Here’s where the interesting behavior starts. All the machines I’m using are essentially made of equivalent hardware, so if a set of tasks causes OOM on one of them, any of the machines will get OOM when it tries to run it. The same problem will happen to it as happened to the original server. Which is exactly what happened to server 5, which got reassigned server 2′s task. If this happens, we expect all the servers in the cluster to eventually fall to this problem until the client assumes all the servers are dead.

But remember, the servers in this case aren’t aware that the client has written them off. After a while, server 2 contacted the client with the results of its computation and asked for more work. The client wasn’t written to handle the case where a presumed-dead server contacts the client. The client seemed to handle the situation well, accepting the results and giving server 2 another job while marking it as busy instead of dead. But then the thread that pings the server comes along and tries to ping server 2. But when the client thought server 2 died, it nulled out the reference to server 2, so the pinging thread crashes with a NullPointerException. Now the client has no way of noticing when servers do in fact die! If one does, the client will wait forever for the client to send in its results.
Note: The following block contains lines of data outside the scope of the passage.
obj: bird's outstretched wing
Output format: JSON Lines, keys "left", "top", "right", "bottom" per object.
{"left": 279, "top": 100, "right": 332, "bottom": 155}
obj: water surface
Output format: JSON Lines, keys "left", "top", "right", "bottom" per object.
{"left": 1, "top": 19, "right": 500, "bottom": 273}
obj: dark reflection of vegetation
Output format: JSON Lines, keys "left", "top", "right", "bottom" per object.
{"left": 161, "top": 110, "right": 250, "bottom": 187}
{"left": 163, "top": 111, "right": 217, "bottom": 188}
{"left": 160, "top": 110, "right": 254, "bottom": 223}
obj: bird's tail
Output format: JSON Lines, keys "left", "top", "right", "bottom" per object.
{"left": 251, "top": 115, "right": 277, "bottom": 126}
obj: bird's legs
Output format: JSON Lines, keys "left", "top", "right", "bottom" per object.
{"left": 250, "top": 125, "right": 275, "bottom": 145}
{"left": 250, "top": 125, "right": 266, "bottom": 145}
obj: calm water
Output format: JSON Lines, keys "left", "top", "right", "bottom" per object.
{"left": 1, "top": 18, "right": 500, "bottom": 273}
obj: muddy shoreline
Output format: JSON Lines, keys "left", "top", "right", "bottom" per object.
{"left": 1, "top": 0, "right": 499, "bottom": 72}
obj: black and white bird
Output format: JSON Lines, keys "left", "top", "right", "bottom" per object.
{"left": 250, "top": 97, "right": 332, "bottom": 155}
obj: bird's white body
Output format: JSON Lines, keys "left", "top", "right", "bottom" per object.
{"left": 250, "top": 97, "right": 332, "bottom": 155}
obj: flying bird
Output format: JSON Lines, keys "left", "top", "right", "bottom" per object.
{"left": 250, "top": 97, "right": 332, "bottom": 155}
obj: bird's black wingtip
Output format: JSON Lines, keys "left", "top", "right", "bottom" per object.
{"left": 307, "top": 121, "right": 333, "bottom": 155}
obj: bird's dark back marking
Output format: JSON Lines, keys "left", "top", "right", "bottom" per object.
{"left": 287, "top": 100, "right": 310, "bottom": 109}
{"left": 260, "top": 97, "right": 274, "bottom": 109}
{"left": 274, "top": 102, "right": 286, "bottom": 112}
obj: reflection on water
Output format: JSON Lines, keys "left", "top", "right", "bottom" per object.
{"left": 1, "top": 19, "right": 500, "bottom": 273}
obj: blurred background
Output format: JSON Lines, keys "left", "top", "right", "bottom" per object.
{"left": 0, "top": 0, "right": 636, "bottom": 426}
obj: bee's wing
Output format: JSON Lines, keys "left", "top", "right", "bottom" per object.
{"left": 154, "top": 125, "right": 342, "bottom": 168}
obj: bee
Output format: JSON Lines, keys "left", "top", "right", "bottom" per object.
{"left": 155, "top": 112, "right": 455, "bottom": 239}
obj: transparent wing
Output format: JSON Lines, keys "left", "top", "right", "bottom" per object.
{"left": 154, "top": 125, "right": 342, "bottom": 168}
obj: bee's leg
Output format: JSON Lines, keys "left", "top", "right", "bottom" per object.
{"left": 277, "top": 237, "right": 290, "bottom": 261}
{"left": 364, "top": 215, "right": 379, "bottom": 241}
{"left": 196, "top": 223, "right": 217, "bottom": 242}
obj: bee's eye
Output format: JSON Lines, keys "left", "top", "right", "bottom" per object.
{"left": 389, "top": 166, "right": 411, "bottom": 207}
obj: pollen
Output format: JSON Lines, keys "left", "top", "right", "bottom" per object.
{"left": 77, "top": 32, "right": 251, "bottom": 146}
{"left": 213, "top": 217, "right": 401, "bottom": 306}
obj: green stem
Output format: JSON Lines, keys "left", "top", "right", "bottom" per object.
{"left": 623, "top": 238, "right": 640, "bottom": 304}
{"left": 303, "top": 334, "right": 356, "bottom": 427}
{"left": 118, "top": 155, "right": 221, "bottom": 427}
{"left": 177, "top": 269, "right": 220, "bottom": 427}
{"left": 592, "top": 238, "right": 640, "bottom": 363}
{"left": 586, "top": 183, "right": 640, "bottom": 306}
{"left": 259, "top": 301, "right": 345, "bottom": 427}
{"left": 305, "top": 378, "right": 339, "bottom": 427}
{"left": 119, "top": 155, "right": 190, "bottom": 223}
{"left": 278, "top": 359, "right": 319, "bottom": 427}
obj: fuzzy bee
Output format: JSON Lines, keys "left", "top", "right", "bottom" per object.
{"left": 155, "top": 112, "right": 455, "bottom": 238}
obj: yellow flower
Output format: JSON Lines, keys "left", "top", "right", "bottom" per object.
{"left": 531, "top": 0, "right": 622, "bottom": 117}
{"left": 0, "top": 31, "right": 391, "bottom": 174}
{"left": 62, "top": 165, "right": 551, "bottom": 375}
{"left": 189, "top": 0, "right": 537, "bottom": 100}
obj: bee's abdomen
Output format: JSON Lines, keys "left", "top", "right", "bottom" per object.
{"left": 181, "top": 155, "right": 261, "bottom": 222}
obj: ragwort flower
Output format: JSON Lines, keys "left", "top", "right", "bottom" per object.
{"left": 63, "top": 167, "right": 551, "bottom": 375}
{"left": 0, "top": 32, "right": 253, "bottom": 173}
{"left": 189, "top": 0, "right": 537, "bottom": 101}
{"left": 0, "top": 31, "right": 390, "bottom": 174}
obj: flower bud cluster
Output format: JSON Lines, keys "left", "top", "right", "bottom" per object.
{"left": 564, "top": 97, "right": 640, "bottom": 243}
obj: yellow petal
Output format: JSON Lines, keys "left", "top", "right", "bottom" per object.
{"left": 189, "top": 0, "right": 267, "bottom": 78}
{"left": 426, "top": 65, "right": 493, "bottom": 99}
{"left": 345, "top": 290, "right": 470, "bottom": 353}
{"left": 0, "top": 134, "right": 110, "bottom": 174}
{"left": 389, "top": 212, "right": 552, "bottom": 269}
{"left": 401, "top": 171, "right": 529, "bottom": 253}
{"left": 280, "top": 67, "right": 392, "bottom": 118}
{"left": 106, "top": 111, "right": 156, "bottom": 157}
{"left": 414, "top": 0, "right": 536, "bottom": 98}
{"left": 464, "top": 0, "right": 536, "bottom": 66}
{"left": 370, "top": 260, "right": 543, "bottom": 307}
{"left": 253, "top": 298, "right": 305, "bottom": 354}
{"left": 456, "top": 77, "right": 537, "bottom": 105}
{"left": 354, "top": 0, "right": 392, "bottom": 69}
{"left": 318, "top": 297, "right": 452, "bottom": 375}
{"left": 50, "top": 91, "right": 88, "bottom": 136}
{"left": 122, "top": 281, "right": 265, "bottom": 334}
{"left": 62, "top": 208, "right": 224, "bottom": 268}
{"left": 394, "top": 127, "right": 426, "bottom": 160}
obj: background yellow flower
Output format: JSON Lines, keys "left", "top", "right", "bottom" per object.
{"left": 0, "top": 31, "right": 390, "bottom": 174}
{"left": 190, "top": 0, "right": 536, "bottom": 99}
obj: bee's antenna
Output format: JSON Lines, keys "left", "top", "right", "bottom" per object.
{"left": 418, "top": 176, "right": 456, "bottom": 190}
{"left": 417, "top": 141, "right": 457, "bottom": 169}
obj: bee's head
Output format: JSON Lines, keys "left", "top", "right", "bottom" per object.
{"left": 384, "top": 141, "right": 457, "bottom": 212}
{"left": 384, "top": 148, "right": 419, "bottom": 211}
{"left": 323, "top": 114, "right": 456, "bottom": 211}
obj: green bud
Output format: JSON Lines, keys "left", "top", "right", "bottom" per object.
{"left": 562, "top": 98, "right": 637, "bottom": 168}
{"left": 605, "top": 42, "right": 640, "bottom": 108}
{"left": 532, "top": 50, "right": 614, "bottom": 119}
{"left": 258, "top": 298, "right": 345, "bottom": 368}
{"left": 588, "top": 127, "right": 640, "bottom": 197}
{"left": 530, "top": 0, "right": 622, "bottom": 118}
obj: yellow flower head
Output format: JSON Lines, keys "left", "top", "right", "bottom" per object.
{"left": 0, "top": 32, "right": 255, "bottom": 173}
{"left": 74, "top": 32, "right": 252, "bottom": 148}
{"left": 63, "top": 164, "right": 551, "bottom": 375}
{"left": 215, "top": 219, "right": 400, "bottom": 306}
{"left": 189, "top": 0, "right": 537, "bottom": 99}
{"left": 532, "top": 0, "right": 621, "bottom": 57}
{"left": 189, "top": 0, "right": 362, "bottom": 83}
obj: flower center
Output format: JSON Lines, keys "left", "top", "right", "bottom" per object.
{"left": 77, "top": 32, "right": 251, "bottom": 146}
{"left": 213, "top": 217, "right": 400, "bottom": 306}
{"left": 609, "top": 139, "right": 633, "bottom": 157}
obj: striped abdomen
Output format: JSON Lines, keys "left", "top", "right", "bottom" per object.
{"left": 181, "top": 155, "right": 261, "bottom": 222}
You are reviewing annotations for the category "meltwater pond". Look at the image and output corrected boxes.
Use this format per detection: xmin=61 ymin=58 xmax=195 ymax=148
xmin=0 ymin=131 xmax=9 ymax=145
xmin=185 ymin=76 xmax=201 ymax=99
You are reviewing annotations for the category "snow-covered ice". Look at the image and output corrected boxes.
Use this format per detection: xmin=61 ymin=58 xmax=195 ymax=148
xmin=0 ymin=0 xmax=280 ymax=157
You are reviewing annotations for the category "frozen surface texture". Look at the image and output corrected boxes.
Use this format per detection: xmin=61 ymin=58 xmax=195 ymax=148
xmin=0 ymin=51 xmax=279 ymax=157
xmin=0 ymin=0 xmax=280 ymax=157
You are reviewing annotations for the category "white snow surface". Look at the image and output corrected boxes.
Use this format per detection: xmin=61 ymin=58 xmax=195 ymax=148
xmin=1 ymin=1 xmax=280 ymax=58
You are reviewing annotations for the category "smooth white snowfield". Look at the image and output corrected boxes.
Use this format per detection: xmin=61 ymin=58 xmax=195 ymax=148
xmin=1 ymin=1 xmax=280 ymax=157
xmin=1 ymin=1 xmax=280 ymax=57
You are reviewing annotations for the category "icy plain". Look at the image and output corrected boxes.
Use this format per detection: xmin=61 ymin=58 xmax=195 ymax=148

But wait, it gets better! Suppose we fixed this problem in the client so that it can accept a resurrected server gracefully. Remember that we still have the task that triggers the OOM condition (from now on, called the Task of Doom) floating around. If no server in the cluster can execute the Task of Doom without OOMing and being temporarily presumed dead by the client, we’re in even worse shape than before. Since the task appears never to get completed, it keeps getting passed from server to server. Since the servers are coming back alive (from the client’s perspective — technically they never actually died), the client never runs out of servers to reassign the task to! The program still doesn’t terminate, but now all the nodes will be busy, each running through the computation of the Task of Doom without any help from its fellow servers, and whenever one finished, it just gets the Task of Doom reassigned to it again! In this case it would’ve been particularly nasty, because the Task of Doom, which was first assigned to server 2, was the original problem!

And all of this is because we assume that a server that’s still reachable can be pinged successfully. (OK, there are also several other contributing problems, but the pinging thing is what triggers the whole mess in the first place.)